Áreas mais vulneráveis
Surge com mais frequência em áreas de pelos, húmidas e mais expostas a atrito, como as nádegas, virilhas, axilas, coxas, face e pescoço.

Cuidados a ter
Nunca esprema um furúnculo, pois corre o risco de espalhar as bactérias e aumentar a área infetada. Reforce os cuidados de higiene para não espalhar a infeção a outras zonas e não contagiar ninguém (ainda que este risco seja reduzido). Limpe com uma toalha específica para esse fim e lave-a de seguida-

Tratamento
Lave a zona afetada com água e um sabão neutro. De um modo geral, basta usar compressas húmidas com água quente, três vezes por dia, para acelerar a drenagem espontânea (saída do pus). Quando isso suceder, limpe de imediato a área afetada para reduzir a hipótese de a infeção se espalhar.
Se não passar ao fim de dez dias, procure um médico para este avaliar a necessidade de forçar a drenagem, assegurando um processo assético (para não espalhar a infeção) e de modo a reduzir o risco de uma cicatriz. Em certos casos, é necessário tomar antibiótico – que só deve ser tomado exclusivamente por recomendação médica.

Prevenção
As pessoas que tendem a ter furúnculos com frequência devem adotar cuidados extra de higiene como limpar a pele com substâncias antisséticas, lavar as mãos com frequência, usar toalhas limpas e trocar com frequência a roupa da cama. (...)
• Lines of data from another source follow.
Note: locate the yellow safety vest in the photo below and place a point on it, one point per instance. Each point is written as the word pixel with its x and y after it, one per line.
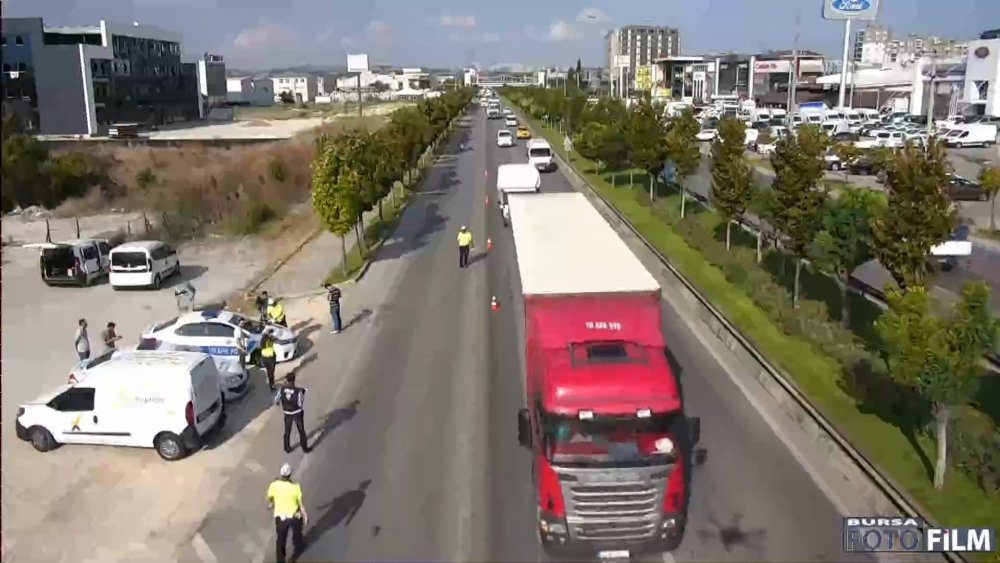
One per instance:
pixel 286 496
pixel 267 350
pixel 276 312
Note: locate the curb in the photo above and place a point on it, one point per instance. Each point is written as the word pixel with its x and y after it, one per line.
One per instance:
pixel 872 485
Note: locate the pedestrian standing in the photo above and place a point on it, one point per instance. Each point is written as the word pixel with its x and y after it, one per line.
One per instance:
pixel 110 337
pixel 464 246
pixel 267 358
pixel 82 340
pixel 292 399
pixel 285 497
pixel 333 297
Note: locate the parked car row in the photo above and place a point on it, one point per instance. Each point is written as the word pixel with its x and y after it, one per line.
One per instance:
pixel 83 261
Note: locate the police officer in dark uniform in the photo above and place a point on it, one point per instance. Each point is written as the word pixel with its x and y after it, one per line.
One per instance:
pixel 292 399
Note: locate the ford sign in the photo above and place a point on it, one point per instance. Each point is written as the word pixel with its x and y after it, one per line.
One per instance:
pixel 850 9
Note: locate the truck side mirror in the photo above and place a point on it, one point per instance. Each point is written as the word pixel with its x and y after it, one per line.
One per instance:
pixel 694 430
pixel 524 428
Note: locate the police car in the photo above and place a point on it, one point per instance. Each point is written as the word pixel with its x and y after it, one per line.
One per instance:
pixel 231 339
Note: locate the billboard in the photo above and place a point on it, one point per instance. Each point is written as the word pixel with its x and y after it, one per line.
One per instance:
pixel 357 63
pixel 644 78
pixel 850 9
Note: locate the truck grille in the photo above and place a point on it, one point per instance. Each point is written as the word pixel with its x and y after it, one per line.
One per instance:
pixel 601 509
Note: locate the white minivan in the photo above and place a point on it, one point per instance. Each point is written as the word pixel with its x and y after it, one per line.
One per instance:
pixel 164 400
pixel 144 263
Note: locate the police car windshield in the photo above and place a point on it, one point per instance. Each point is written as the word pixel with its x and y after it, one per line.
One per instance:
pixel 610 442
pixel 251 326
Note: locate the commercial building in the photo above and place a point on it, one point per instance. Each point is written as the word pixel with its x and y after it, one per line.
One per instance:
pixel 636 48
pixel 876 45
pixel 79 80
pixel 302 87
pixel 249 91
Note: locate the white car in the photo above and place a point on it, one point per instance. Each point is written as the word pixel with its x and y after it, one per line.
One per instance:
pixel 222 335
pixel 505 138
pixel 706 135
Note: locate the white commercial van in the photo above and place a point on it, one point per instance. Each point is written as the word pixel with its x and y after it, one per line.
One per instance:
pixel 540 155
pixel 164 400
pixel 972 135
pixel 144 263
pixel 74 262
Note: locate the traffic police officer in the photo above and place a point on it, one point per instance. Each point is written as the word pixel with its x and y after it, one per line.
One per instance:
pixel 276 312
pixel 292 399
pixel 464 245
pixel 285 497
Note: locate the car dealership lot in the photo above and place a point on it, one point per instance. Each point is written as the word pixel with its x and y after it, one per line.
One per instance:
pixel 100 503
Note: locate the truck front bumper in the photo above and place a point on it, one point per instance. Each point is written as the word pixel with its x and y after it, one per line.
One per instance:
pixel 562 545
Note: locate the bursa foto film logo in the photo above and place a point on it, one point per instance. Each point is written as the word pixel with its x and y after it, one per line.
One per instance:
pixel 880 534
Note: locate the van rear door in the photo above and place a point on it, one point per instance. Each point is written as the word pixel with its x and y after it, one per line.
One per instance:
pixel 206 395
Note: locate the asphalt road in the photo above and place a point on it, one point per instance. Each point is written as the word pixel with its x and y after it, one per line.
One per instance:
pixel 430 468
pixel 983 264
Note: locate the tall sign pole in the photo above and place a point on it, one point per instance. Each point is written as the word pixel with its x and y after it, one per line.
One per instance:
pixel 848 11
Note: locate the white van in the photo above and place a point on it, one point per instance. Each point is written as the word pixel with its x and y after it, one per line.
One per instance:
pixel 164 400
pixel 540 155
pixel 973 134
pixel 74 262
pixel 144 263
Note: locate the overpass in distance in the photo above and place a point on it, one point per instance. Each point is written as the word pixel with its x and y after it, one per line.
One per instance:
pixel 507 79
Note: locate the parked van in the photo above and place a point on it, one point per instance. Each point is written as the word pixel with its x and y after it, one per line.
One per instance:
pixel 973 135
pixel 143 263
pixel 74 262
pixel 164 400
pixel 540 155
https://rotasaude.lusiadas.pt/o-que-e-furunculo/





Tabanca Grande Luís Graça disse...

Na Guiné, sofremos muito com as inúemras doenças do foro dermatológico... A "flor do Congo" era uma micose que afetava a malta que andava no malto, sobretudo nas "partes baixas", era um horror,dava uma comichão danada... Quem ainda se lembra ?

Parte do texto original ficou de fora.